Now that I had that madness out of the way, I decided to hang in Noto for the evening and treat myself to a nice dinner. It was a Saturday night and everybody was out. I planted myself at a restaurant, explained the crazy day to the hostess and she agreed that I needed some wine and pasta. And who am I to argue?
Dinner in Noto
I knew the last beach shuttle of the evening was at 1030p. I had plenty of time to enjoy dinner and walk around with the locals. The bus stop sits along this big wide open area with benches and a fountain. Children and families were all over the place. I felt absolutely safe. Then, as with the script of the way this day went, the bus was late. Now it’s 11 p.m. and I’m starting to get worried. It’s not as if I can just call a rideshare or a taxi. This was off-season for Noto. I called Emanuele at the hotel just to see what he thought I should do.
“Call Tony!” he said. Of course! It’s 11:15 on a Saturday night and Tony shows up within five minutes to take me back to the beach. He was about to go pick up other clients but he went out of his way to come and get me. I got back to the hotel, greeted Emanuele and his friends who were outside enjoying some drinks and dessert. “Tomorrow, I’m going to the beach!” I declared and said good night.
Sunday was beach day. I walked to a nearby beach bar, put down 15 euros for a chair and planted myself for the day. What’s really interesting about these places is you see all kinds of people here: teens hanging out, 20-somethings vaping, families and even one woman making her way on the sand in her platform sandals. I was kind of in awe that she didn’t fall over. And the music was just a loop of Frank Sinatra and other jazzy favorites.



LAST DAY
My last day in Sicily was spent wandering around Noto. When the shuttle bus arrived, I asked the driver why no bus showed up on Saturday night. He replied, “Oh, you were looking at the summer schedule. We’re in the fall schedule now.” And lo and behold, if I would have been at the stop just 15 minutes earlier, I would have caught that last bus.
This was the day to climb up a church tower and get the panoramic shot of the cathedral’s steps. This was also the day to go back to Caffe Sicilia to get the famous Sicilian breakfast: granita – which is basically slush – and a sweet roll. You put the granita in the roll and have a coffee. My verdict? Meh. Maybe on a hot afternoon this would be just fine but I was eating a lemon slush with a sweet roll.

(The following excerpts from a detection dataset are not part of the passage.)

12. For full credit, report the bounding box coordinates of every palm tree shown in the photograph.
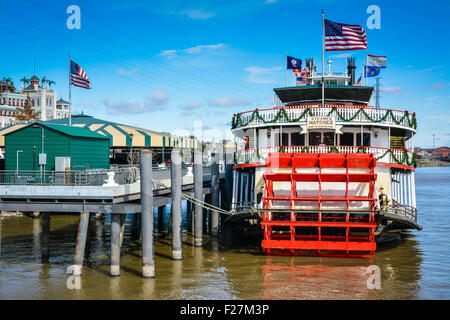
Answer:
[47,80,56,89]
[41,76,48,87]
[20,77,30,86]
[14,97,40,123]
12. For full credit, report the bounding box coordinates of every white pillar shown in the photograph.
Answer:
[411,171,416,208]
[40,91,47,121]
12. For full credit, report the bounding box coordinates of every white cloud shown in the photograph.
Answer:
[181,9,216,20]
[330,53,352,58]
[100,90,169,114]
[429,82,447,89]
[380,87,403,95]
[159,43,226,58]
[117,66,140,76]
[208,97,248,107]
[244,67,282,83]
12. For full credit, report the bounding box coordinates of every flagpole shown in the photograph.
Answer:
[69,53,72,127]
[322,9,325,105]
[286,53,288,87]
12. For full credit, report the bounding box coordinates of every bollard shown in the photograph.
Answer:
[140,151,155,278]
[0,213,2,267]
[73,212,89,276]
[111,213,120,276]
[170,151,182,260]
[194,152,203,247]
[41,212,50,262]
[209,154,220,237]
[119,214,127,248]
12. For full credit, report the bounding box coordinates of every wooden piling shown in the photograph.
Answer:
[209,154,220,237]
[140,150,155,278]
[0,213,2,267]
[194,151,203,247]
[111,213,120,276]
[41,212,50,262]
[119,214,127,248]
[72,212,89,276]
[171,150,183,260]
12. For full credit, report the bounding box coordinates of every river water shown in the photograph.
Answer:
[0,167,450,299]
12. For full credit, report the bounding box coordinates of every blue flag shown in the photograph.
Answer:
[364,66,380,78]
[286,56,302,69]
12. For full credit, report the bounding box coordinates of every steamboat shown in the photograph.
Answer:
[232,58,421,257]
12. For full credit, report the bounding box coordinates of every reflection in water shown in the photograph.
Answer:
[0,168,450,299]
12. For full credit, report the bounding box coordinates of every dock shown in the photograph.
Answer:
[0,150,232,277]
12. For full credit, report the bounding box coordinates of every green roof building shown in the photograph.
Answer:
[5,122,109,170]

Here’s the view of the front steps to the Cathedral of Noto.





I walked to the end of the main street, relaxed in the sun at a monument, then made my way back, stopping in several shops along the way. And then I saw a wonderful thing: a sign for a place called “Cannoliamo.” Translated, literally means “Let’s cannoli.” Need I say more?
It’s a relatively new cannoli shop and cannoli are made to order. The shelves are filled with various cookies and chocolates. If you are ever in Noto, please go here. What a perfect thing to do on my last day in this little town.







Other Sicilian wares, including a really fun T-shirt a local artist was selling on the street.








When I got back to the beach, I packed and had a farewell drink with Emanuale and his wife. I was leaving really early and wouldn’t see them. I booked Tony for a ride to the airport because of course I did. We stopped at a very popular pasticceria outside of the airport and I enjoyed my last cappuccino and a really fattening croissant with pistachio cream filling. Yay me!
Quick reflection: I love Italy’s cities – Rome, Naples, Milan – and the rolling and plush countrysides of Tuscany and Piedmont. But I really love Italy’s beaches. The seaside areas, whether in Sicily or Liguria, where I was in 2024, are just wonderful.
On this trip, I discovered new parts of Sicily and enjoyed a few days with my cousins in my mom’s hometown. Even with all of the madness of the buses in Ragusa, and getting yelled at on my first day at the airport, this was a spectacular vacation.
Farewell Mt. Etna and farewell Bella Sicilia!